The junta finally announced a cocktail of measures worth $3.2 billion – cash handouts, soft loans and tax benefits – on March 6, about eight hours after Korn’s interview with Asiamoney.
Korn says the measures still don’t go far enough, and responded with a seven-point package to deliver more buying power to Thais, proposing deeper income support, tax cuts, loan relief and more generous soft loan packages for small businesses.
The central Bank of Thailand has also stepped up to aggressively support financial markets with four interest rate cuts since August. As Asiamoney went to press, Thai rates were at a record low of 0.75%.
Korn says tourism had been the only remaining engine “still running” until the pandemic outbreak. But with airports almost empty and Thai hotels discounting room rates by as much as 60% or 70%, the virus outbreak has torpedoed even that staple.
“There are supply-side disruptions to manufacturing and demand-side disruption as a result of the disappearing tourists,” says Korn. “Plus a huge issue that’s affecting tens of millions of farmers has been pushed off the national radar altogether, which is the ongoing drought. It could be one of the worst droughts we’ve seen for 40 years.”
As for Korn’s old stomping ground, Thailand’s sputtering banking sector, he sees a tech-led renewal.
Right now, the question is not issuing more bank licences to foreign banks, it’s about opening up the whole financial sector towards financial services provided by tech companies. That’s where the innovation is
– Korn Chatikavanij
“Right now, the question is not issuing more bank licences to foreign banks, it’s about opening up the whole financial sector towards financial services provided by tech companies. That’s where the innovation is.

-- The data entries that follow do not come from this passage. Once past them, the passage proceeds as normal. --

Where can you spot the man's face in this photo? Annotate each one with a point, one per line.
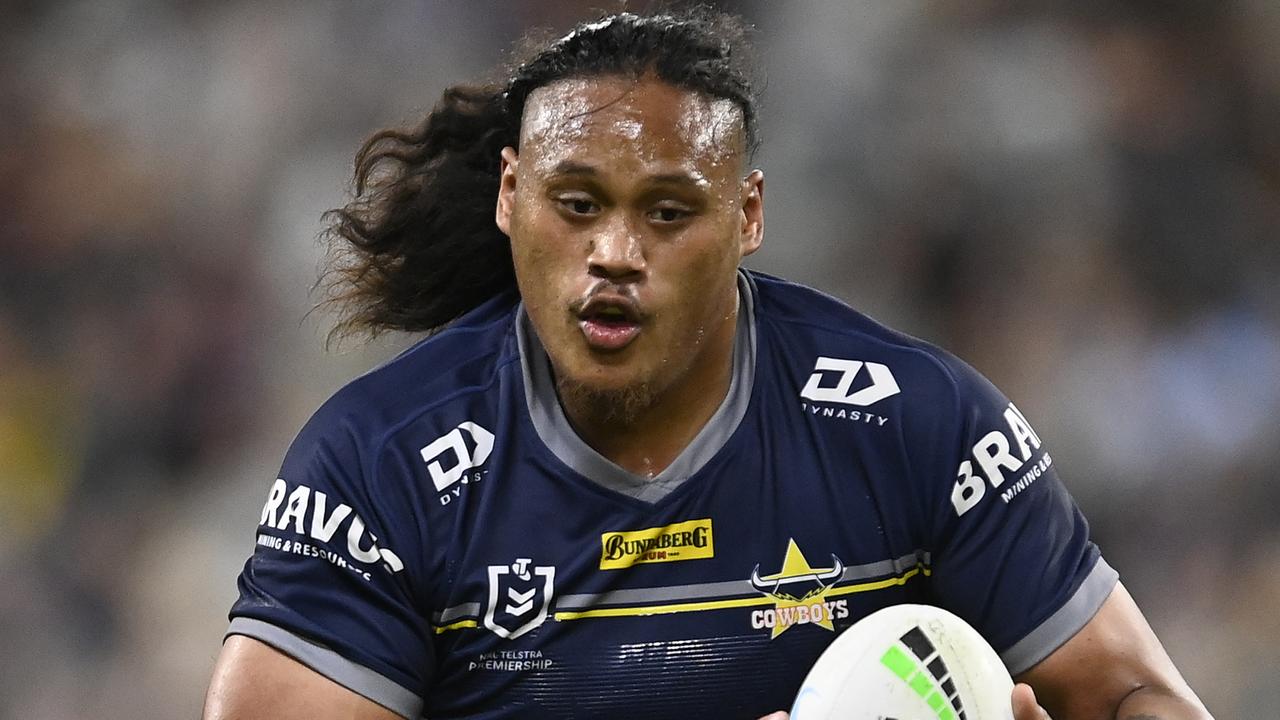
(629, 217)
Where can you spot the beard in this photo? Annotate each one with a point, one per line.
(613, 406)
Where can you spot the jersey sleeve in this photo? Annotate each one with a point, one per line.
(328, 583)
(1011, 551)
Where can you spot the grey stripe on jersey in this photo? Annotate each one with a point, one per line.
(351, 675)
(1063, 625)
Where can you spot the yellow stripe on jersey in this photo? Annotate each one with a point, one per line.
(707, 605)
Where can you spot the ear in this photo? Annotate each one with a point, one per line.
(507, 190)
(752, 233)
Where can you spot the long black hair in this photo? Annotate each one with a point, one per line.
(417, 245)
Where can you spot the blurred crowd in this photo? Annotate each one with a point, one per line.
(1079, 197)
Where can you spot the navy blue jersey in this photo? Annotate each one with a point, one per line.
(442, 542)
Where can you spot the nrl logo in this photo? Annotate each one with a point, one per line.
(517, 598)
(800, 593)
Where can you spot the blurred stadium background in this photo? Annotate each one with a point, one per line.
(1080, 197)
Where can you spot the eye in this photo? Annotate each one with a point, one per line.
(668, 214)
(577, 205)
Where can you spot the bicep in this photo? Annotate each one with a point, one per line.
(1112, 656)
(252, 680)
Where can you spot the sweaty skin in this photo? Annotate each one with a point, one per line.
(629, 215)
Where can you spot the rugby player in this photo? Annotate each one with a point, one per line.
(625, 477)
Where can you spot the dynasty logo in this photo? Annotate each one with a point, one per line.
(800, 595)
(690, 540)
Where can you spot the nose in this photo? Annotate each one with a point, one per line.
(616, 254)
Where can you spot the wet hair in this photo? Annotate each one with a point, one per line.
(417, 245)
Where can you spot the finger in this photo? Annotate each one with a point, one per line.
(1025, 706)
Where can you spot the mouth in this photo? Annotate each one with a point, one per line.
(609, 323)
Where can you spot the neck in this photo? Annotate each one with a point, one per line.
(648, 436)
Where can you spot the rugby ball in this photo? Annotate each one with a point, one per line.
(906, 662)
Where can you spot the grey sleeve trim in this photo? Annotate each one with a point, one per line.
(355, 678)
(1061, 625)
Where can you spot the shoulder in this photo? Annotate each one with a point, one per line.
(848, 356)
(449, 373)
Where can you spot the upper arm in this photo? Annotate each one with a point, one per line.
(252, 679)
(1112, 657)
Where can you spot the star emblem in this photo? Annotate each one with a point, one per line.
(796, 588)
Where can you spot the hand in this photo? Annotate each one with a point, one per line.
(1025, 706)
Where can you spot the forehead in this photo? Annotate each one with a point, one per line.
(626, 121)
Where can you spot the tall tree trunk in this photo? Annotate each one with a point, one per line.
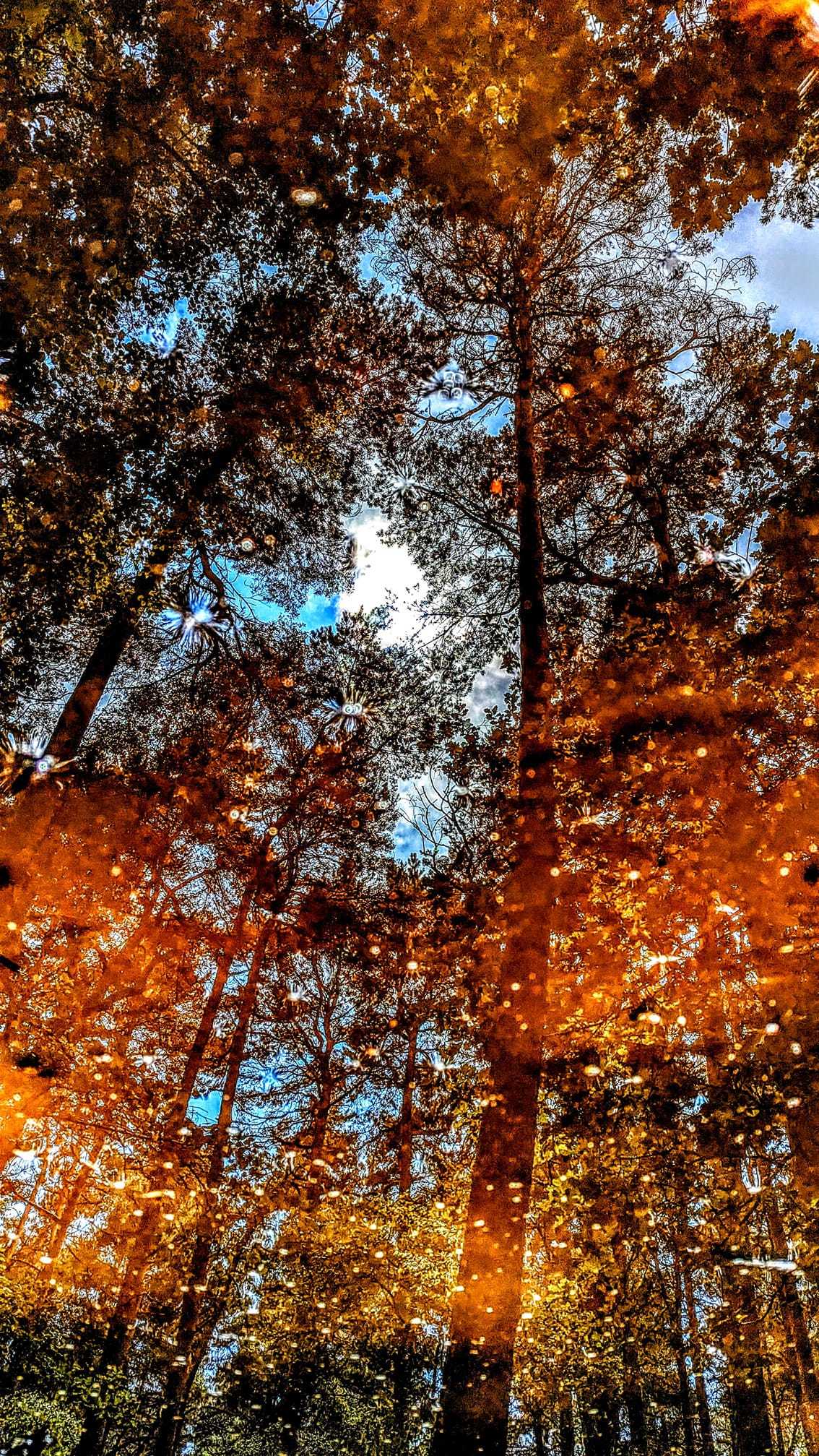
(182, 1371)
(25, 1097)
(681, 1364)
(797, 1340)
(566, 1427)
(486, 1308)
(703, 1413)
(747, 1374)
(79, 710)
(635, 1403)
(404, 1120)
(601, 1426)
(143, 1241)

“The next step really is opening up the game towards a different kind of financial provider altogether; the internet banks,” he says, pointing to similar moves in Hong Kong, Singapore and Malaysia.

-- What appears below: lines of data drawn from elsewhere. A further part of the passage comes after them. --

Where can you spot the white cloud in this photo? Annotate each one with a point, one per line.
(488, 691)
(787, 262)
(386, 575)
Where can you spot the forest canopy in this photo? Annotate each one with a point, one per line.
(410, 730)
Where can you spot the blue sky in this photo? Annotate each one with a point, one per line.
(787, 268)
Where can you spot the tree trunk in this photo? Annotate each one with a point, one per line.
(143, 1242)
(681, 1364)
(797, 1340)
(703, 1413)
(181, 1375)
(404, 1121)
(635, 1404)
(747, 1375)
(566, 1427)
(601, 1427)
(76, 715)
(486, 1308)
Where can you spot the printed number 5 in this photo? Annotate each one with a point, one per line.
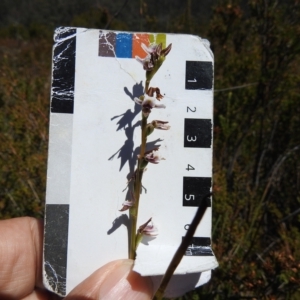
(191, 139)
(191, 197)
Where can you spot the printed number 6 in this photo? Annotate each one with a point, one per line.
(191, 139)
(191, 197)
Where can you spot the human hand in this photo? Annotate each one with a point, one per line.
(21, 244)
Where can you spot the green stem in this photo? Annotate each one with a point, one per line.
(182, 248)
(137, 191)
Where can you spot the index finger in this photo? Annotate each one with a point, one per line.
(21, 244)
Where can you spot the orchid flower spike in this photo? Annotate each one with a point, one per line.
(128, 203)
(147, 104)
(161, 125)
(148, 229)
(154, 52)
(153, 156)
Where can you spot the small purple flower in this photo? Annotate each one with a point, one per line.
(147, 103)
(162, 125)
(128, 203)
(154, 52)
(148, 229)
(153, 156)
(146, 62)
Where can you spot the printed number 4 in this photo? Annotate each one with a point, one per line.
(190, 168)
(191, 197)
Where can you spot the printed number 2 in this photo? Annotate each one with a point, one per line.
(191, 197)
(190, 168)
(188, 108)
(191, 139)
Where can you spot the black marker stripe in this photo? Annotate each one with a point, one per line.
(199, 246)
(63, 76)
(56, 247)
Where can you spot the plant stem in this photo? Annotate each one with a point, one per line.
(137, 191)
(182, 248)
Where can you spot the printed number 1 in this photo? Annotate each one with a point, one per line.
(189, 109)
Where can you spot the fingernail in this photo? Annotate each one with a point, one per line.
(123, 283)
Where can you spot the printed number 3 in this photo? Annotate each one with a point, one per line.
(191, 139)
(191, 197)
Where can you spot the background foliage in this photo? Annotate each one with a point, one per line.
(256, 134)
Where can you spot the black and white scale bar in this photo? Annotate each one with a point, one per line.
(199, 246)
(63, 76)
(56, 247)
(197, 133)
(194, 190)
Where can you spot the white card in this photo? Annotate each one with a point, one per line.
(93, 147)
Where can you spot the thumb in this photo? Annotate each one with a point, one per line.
(114, 281)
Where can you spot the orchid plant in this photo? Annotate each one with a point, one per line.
(151, 99)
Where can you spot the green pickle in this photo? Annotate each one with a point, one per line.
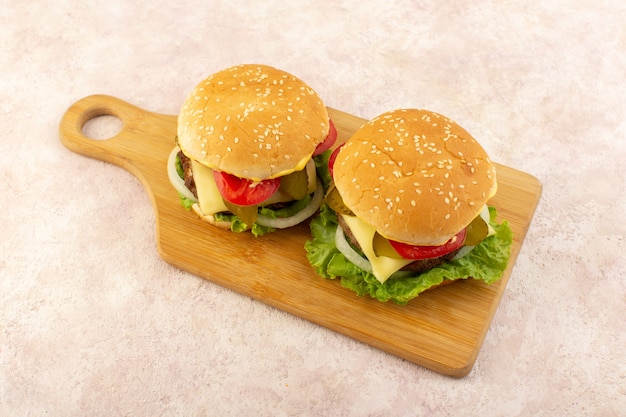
(296, 184)
(476, 232)
(247, 214)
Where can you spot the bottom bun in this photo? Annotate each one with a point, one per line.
(209, 218)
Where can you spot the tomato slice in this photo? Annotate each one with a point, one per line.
(242, 191)
(425, 252)
(333, 157)
(329, 141)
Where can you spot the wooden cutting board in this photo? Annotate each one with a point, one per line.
(442, 329)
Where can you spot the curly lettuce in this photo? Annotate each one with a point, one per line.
(486, 262)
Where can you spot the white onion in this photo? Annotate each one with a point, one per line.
(353, 256)
(177, 182)
(299, 217)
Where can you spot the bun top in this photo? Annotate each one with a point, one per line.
(252, 121)
(415, 176)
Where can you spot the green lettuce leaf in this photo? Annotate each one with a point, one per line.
(486, 262)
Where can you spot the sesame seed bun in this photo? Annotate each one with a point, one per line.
(252, 121)
(415, 176)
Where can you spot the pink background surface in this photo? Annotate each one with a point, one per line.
(93, 322)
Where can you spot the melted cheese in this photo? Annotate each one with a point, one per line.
(210, 199)
(382, 266)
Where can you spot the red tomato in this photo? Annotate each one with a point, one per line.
(424, 252)
(329, 141)
(333, 157)
(244, 192)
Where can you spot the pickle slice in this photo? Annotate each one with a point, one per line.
(382, 247)
(247, 214)
(296, 184)
(476, 232)
(335, 202)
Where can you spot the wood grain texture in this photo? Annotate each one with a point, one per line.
(442, 329)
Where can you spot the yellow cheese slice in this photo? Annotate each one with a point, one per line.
(210, 199)
(382, 266)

“I love the internet banks. I love what they do in terms of a customer experience. I love how they can provide that experience without the brick-and-mortar legacy costs of the existing commercial banks. We should be asking whether we should be doing the same.”
And as their country struggles with their junta’s direction, Thais will be asking themselves much the same question, albeit of Korn and his attempted return to the heart of the Thai economic and political conversation.
Or as one prominent local economist says: “I think we should listen to him. Not only him, but other parties and other leaders.”